Sherman has not been denounced, but the only reason is that he was not one of the actors in this transaction; but I want now to say to my friends on the other side, especially to my friend from Delaware, who repeated his bitter denunciation against Sheridan yesterday—and I say this in all kindness, because I am speaking what future history will bear me out in—when Sheridan and Grant and Sherman, and others like them, are forgotten in this country, you will have no country. When the democratic party is rotten for centuries in its grave, the life, the course, the conduct of these men will live as bright as the noonday sun in the heart of every patriot of a republic like the American Union. Sirs, you may talk about tyranny, you may talk about oppression, you may denounce these men; their glory may fade into the darkness of night; but that darkness will be a brilliant light compared with the darkness of the democratic party. Their pathway is illuminated by glory; yours by dark deeds against the Government. That is a difference which the country will bear witness to in future history when speaking of this country and the actors on its stage.
Now, Mr. President, I have a word to say about our duty. A great many people are asking, what shall we do? Plain and simple in my judgment is the proposition. I say to republicans, do not be scared. No man is ever hurt by doing an honest act and performing a patriotic duty. If we are to have a war of words outside or inside, let us have them in truth and soberness, but in earnest. What then is our duty? I did not believe that in 1872 there were official data upon which we could decide who was elected governor of Louisiana. But this is not the point of my argument. It is that the President has recognized Kellogg as governor of that State, and he has acted for two years. The Legislature of the State has recognized him; the supreme court of the State has recognized him; one branch of Congress has recognized him. The duty is plain, and that is for this, the other branch of Congress, to do it, and that settles the question. Then, when it does it, your duty is plain and simple, and as the President has told you, he will perform his without fear, favor, or affection. Recognize the government that revolution has been against and intended to overthrow, and leave the President to his duty, and he will do it. That is what to do.

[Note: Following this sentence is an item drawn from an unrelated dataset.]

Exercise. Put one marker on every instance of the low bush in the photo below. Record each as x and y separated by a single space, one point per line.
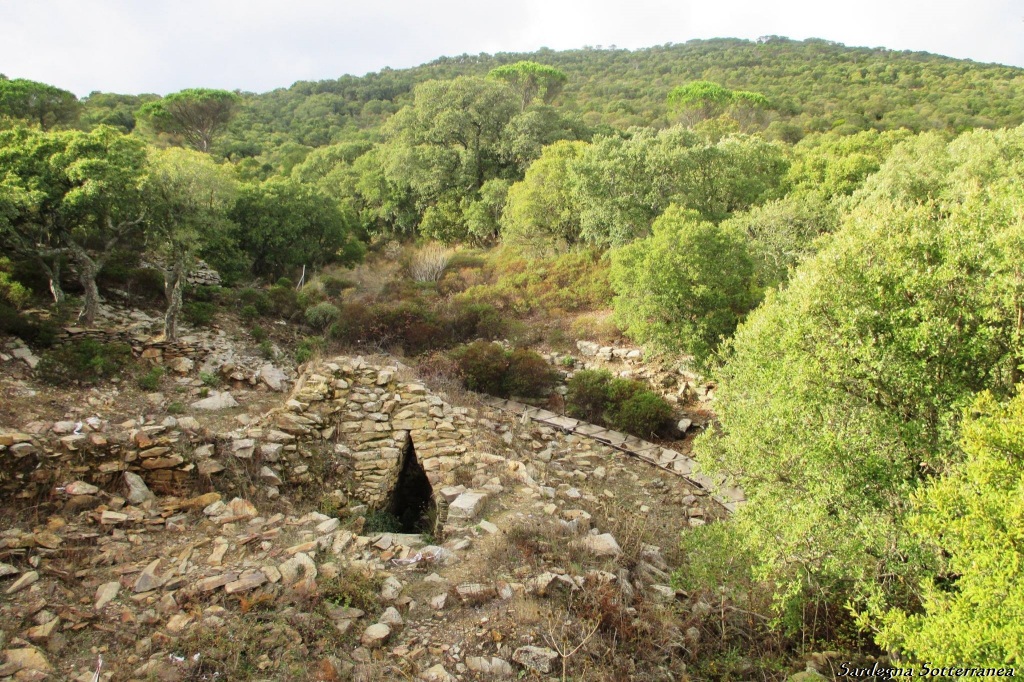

Sir, we have been told that this old craft is rapidly going to pieces; that the angry waves of dissension in the land are lashing against her sides. We are told that she is sinking, sinking, sinking to the bottom of the political ocean. Is that true? Is it true that this gallant old party, that this gallant old ship that has sailed through troubled seas before is going to be stranded now upon the rock of fury that has been set up by a clamor in this Chamber and a few newspapers in the country? Is it true that the party that saved this country in all its great crises, in all its great trials, is sinking to-day on account of its fear and trembling before an inferior enemy? I hope not. I remember, sir, once I was told that the old republican ship was gone; but when I steadied myself on the shores bounding the political ocean of strife and commotion, I looked afar off and there I could see a vessel bounding the boisterous billows with white sails unfurled, marked on her sides “Freighted with the hopes of mankind,” while the great Mariner above, as her helmsman, steered her, navigated her to a haven of rest, of peace, and of safety. You have but to look again upon that broad ocean of political commotion to-day, and the time will soon come when the same old craft, provided with the same cargo, will be seen, flying the same flag, passing through these tempestuous waves, anchoring herself at the shores of honesty and justice, and there she will lie undisturbed by strife and tumult, again in peace and safety. [Manifestations of applause in the galleries.]
Speech of Hon. James G. Blaine, of Maine,
On the False Issue raised by the Democratic Party, Delivered in the Senate of the United States, Monday, April 14, 1879.
The Senate having under consideration the bill (H. R. No. 1,) making appropriations for the support of the Army for the fiscal year ending June 30, 1880, and for other purposes—
Mr. Blaine said:
Mr. President: The existing section of the Revised Statutes numbered 2002 reads thus:
No military or naval officer, or other person engaged in the civil, military, or naval service of the United States, shall order, bring, keep or have under his authority or control, any troops or armed men at the place where any general or special election is held in any State, unless it be necessary to repel the armed enemies of the United States, or to keep the peace at the polls.
The object of the proposed section, which has just been read at the Clerk’s desk, is to get rid of the eight closing words, namely, “or to keep the peace at the polls,” and therefore the mode of legislation proposed in the Army bill now before the Senate is an unusual mode; it is an extraordinary mode. If you want to take off a single sentence at the end of a section in the Revised Statutes the ordinary way is to strike off those words, but the mode chosen in this bill is to repeat and re-enact the whole section leaving those few words out. While I do not wish to be needlessly suspicious on a small point I am quite persuaded that this did not happen by accident but that it came by design. If I may so speak it came of cunning, the intent being to create the impression that whereas the republicans in the administration of the General Government had been using troops right and left, hither and thither, in every direction, as soon as the democrats got power they enacted this section. I can imagine democratic candidates for Congress all over the country reading this section to gaping and listening audiences as one of the first offsprings of democratic reform, whereas every word of it, every syllable of it, from its first to its last, is the enactment of a republican Congress.